Turns out these elite portfolio managers beat the dart-throwing monkies by 1.2% over time. Nice! That certainly justifies the fees.


However, if a portfolio manager is going to attempt to actively manage a portfolio in an attempt to outperform a randomly selected basket of stocks, i.e., an index, they must not only time the buy trades correctly but also the sells.


This is where the elite portfolio managers came up short.


When selling stocks, portfolio managers were worse than the monkey. In fact, portfolio managers underperformed the sell side of the trades by 0.8%, on average.




AN EXPLANATION


Ok, so why are fancy portfolio managers good at buying stocks but bad at selling them?


The big words and complicated phrasing in the research paper can be boiled down to a relatively simple behavioral concept; they lack feedback on the sell trades and don't learn as well from their previous mistakes.


When you buy a stock, you can watch its performance. Whether it appreciates or depreciates is irrelevant. What matters is you're vested in how it performs. Mistakes and victories are tangible, making it easier to learn from observable outcomes.


However, once you sell a stock, it's gone. Because it disappears from your radar, it's much harder to process what would've happened if you had sold sooner or held onto the stock longer.




WHAT THIS ALL MEANS


We can draw a few conclusions from the research as it relates to our own investing journey.

First, you're not missing out on something better. Just because you don't have $573 million doesn't mean you're getting shafted compared to your friend that owns a yacht with a helipad.


Second, it tells us that the best of the best are still human. Despite their talent and motivation, elite portfolio managers still screw up. The Harvard-educated portfolio managers, massive research teams, and fancy offices in big cities are a lot of show for zero value after fees.


Last, we would all be better off as investors if we let a top-notch portfolio manager buy our stocks but we allowed a robot to direct our sell trades. Although we have computer algorithms to suggest trades, there is no mechanism to combine human-directed buy orders with computer-generated sell orders exactly as defined in the research paper. Yet...




FINAL $0.02


I get pitched all kinds of investment strategies multiple times a week. They all sound great.

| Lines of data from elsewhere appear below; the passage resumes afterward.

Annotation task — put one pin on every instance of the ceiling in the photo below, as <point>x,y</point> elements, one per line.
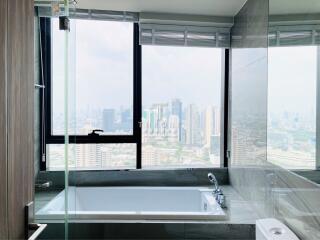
<point>196,7</point>
<point>282,7</point>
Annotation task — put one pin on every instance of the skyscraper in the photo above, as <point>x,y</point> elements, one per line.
<point>108,120</point>
<point>176,109</point>
<point>126,120</point>
<point>193,133</point>
<point>212,124</point>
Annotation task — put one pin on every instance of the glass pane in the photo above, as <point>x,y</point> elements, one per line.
<point>292,107</point>
<point>104,78</point>
<point>92,156</point>
<point>181,107</point>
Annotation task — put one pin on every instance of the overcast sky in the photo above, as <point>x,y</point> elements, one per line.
<point>104,68</point>
<point>102,75</point>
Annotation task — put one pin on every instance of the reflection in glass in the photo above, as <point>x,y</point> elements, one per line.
<point>181,91</point>
<point>292,106</point>
<point>92,156</point>
<point>104,78</point>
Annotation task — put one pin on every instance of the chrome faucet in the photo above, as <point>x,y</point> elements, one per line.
<point>43,185</point>
<point>217,192</point>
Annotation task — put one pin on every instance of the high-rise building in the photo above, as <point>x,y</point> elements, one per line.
<point>193,133</point>
<point>176,109</point>
<point>212,124</point>
<point>126,120</point>
<point>108,120</point>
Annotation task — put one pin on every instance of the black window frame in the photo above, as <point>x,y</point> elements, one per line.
<point>136,137</point>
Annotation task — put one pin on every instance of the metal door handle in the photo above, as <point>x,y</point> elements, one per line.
<point>37,228</point>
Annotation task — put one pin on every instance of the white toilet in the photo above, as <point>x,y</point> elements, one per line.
<point>273,229</point>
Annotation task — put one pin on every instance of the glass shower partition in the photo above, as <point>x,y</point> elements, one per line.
<point>54,114</point>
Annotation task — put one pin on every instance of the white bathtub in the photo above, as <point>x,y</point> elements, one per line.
<point>134,203</point>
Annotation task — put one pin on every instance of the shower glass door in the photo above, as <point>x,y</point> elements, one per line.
<point>54,115</point>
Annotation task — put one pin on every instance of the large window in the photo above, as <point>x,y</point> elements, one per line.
<point>292,107</point>
<point>156,106</point>
<point>181,92</point>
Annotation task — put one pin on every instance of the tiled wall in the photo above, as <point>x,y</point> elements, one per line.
<point>272,191</point>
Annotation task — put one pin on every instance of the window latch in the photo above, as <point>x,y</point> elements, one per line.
<point>95,133</point>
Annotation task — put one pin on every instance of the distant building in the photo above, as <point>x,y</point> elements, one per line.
<point>193,133</point>
<point>108,120</point>
<point>176,109</point>
<point>212,124</point>
<point>126,120</point>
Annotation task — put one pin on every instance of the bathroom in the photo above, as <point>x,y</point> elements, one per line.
<point>171,119</point>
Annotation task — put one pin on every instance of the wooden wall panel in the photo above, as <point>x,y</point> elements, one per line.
<point>20,98</point>
<point>3,122</point>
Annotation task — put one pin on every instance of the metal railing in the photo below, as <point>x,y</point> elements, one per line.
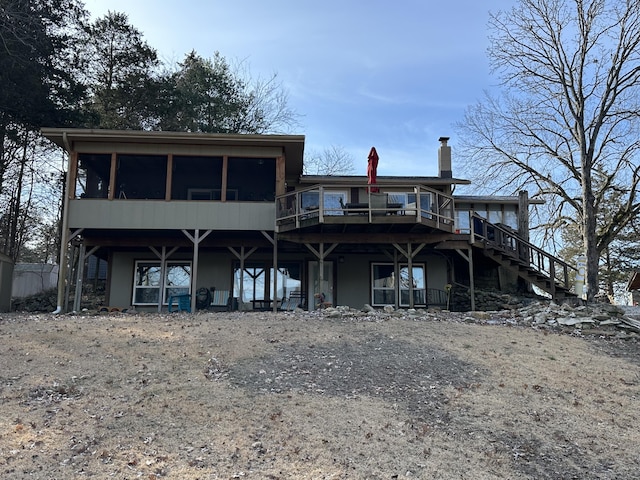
<point>321,201</point>
<point>508,243</point>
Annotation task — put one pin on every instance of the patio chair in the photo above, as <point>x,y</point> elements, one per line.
<point>378,204</point>
<point>220,298</point>
<point>295,300</point>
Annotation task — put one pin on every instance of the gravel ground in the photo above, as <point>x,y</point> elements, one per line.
<point>312,395</point>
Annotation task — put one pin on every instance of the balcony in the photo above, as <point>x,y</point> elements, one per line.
<point>391,205</point>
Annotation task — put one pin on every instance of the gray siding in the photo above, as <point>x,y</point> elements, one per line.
<point>155,214</point>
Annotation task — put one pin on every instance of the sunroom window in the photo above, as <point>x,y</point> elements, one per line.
<point>384,284</point>
<point>146,289</point>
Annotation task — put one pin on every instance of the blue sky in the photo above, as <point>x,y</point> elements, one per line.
<point>394,75</point>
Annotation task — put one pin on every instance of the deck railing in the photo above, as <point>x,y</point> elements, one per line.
<point>321,202</point>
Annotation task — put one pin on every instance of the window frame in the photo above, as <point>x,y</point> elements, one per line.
<point>166,271</point>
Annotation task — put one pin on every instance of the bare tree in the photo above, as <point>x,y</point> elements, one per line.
<point>567,125</point>
<point>333,160</point>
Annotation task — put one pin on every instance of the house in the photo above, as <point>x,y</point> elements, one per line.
<point>231,221</point>
<point>33,278</point>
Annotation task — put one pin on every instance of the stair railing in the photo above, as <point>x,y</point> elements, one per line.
<point>507,241</point>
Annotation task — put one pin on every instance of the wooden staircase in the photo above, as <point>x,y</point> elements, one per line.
<point>534,265</point>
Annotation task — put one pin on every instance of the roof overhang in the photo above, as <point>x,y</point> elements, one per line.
<point>293,145</point>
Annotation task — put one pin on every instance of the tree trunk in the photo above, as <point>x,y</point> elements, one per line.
<point>589,232</point>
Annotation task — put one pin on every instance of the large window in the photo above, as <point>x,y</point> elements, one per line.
<point>148,275</point>
<point>141,176</point>
<point>385,286</point>
<point>196,178</point>
<point>251,179</point>
<point>93,176</point>
<point>258,281</point>
<point>503,214</point>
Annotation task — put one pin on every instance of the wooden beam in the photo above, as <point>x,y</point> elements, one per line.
<point>112,176</point>
<point>167,188</point>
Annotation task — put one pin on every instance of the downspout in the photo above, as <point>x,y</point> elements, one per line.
<point>64,235</point>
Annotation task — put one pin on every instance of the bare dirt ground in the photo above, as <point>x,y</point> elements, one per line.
<point>305,395</point>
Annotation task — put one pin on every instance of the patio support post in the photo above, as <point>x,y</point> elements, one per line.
<point>162,255</point>
<point>80,275</point>
<point>321,254</point>
<point>196,239</point>
<point>241,256</point>
<point>468,256</point>
<point>64,240</point>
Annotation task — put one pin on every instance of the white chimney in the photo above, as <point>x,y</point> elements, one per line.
<point>444,158</point>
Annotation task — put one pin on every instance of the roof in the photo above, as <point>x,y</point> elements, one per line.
<point>501,199</point>
<point>293,145</point>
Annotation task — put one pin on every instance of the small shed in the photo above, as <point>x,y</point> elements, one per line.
<point>6,282</point>
<point>33,278</point>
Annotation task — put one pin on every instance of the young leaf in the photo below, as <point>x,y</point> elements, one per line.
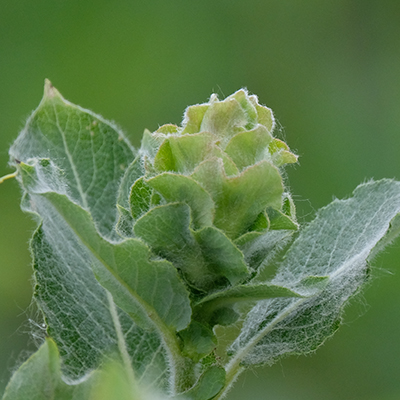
<point>336,244</point>
<point>240,199</point>
<point>92,153</point>
<point>39,378</point>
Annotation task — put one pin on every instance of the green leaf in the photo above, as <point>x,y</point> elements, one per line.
<point>140,198</point>
<point>224,119</point>
<point>335,245</point>
<point>260,248</point>
<point>208,385</point>
<point>166,230</point>
<point>264,114</point>
<point>208,307</point>
<point>92,153</point>
<point>180,188</point>
<point>183,153</point>
<point>202,256</point>
<point>79,314</point>
<point>193,117</point>
<point>280,153</point>
<point>222,256</point>
<point>278,220</point>
<point>39,378</point>
<point>240,199</point>
<point>139,285</point>
<point>131,175</point>
<point>198,341</point>
<point>249,147</point>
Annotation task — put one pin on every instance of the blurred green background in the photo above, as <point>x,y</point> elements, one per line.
<point>329,69</point>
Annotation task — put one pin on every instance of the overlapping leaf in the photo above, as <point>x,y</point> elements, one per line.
<point>335,245</point>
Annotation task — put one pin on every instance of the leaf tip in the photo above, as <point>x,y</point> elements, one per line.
<point>49,90</point>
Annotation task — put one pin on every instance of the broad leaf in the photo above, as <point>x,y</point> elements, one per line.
<point>336,245</point>
<point>92,153</point>
<point>39,378</point>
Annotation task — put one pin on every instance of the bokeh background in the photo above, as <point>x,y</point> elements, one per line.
<point>329,69</point>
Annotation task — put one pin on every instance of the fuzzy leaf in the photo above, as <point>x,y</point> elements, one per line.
<point>335,245</point>
<point>39,378</point>
<point>223,257</point>
<point>180,188</point>
<point>166,230</point>
<point>92,153</point>
<point>80,315</point>
<point>249,147</point>
<point>240,199</point>
<point>140,198</point>
<point>208,385</point>
<point>139,285</point>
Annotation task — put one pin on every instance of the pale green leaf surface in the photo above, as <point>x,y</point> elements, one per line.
<point>224,119</point>
<point>79,314</point>
<point>140,198</point>
<point>208,385</point>
<point>249,147</point>
<point>210,304</point>
<point>180,188</point>
<point>278,220</point>
<point>240,199</point>
<point>260,248</point>
<point>248,107</point>
<point>183,153</point>
<point>335,245</point>
<point>222,256</point>
<point>131,175</point>
<point>166,229</point>
<point>199,340</point>
<point>76,307</point>
<point>202,256</point>
<point>193,117</point>
<point>39,378</point>
<point>138,284</point>
<point>92,153</point>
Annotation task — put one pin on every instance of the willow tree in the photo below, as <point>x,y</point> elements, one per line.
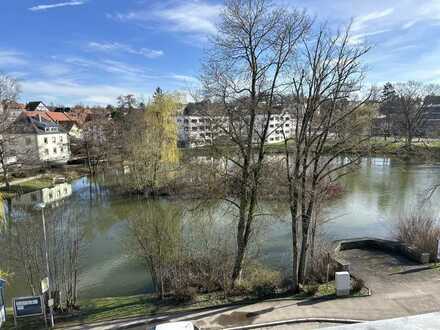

We manage $35 billion for institutional clients and have a track record of capturing market returns on the way up while limiting losses on the way down.


Or something like that...


So many times I've gotten sucked into investigating these marketing ploys. They sound great, and don't I have the duty to my clients to get them the best return possible?


What I've found is that there is no perfect investment. There is always some combination of insanely high fees, illiquidity, inconsistent track records, etc. The financial industry is really good at telling you how good they are without actually being that good.


No one beats the market over long periods of time because no one can accurately predict ups and downs with consistency. If they could, does it make sense they'd share this with the world?


The best advice I've found most effective in generating wealth over time is to accept the market return. The most efficient mechanism to capture the market return is index funds.


The mutual funds and exchange-traded funds (ETFs) we implement for clients are designed to mirror the benchmark indices (where the name index fund comes from). Over the years, I've witnessed this low-cost, tax-efficient phenomenon play out.


The best part of combining index funds with a rebalancing strategy is that our portfolios have behaved as expected.


It is a difficult thing to bring certainty to a financial plan. Instead of trying to outguess millions of other investors, recklessly swinging for the fences, or hiring some elite portfolio manager, I'm going to stick with what's worked.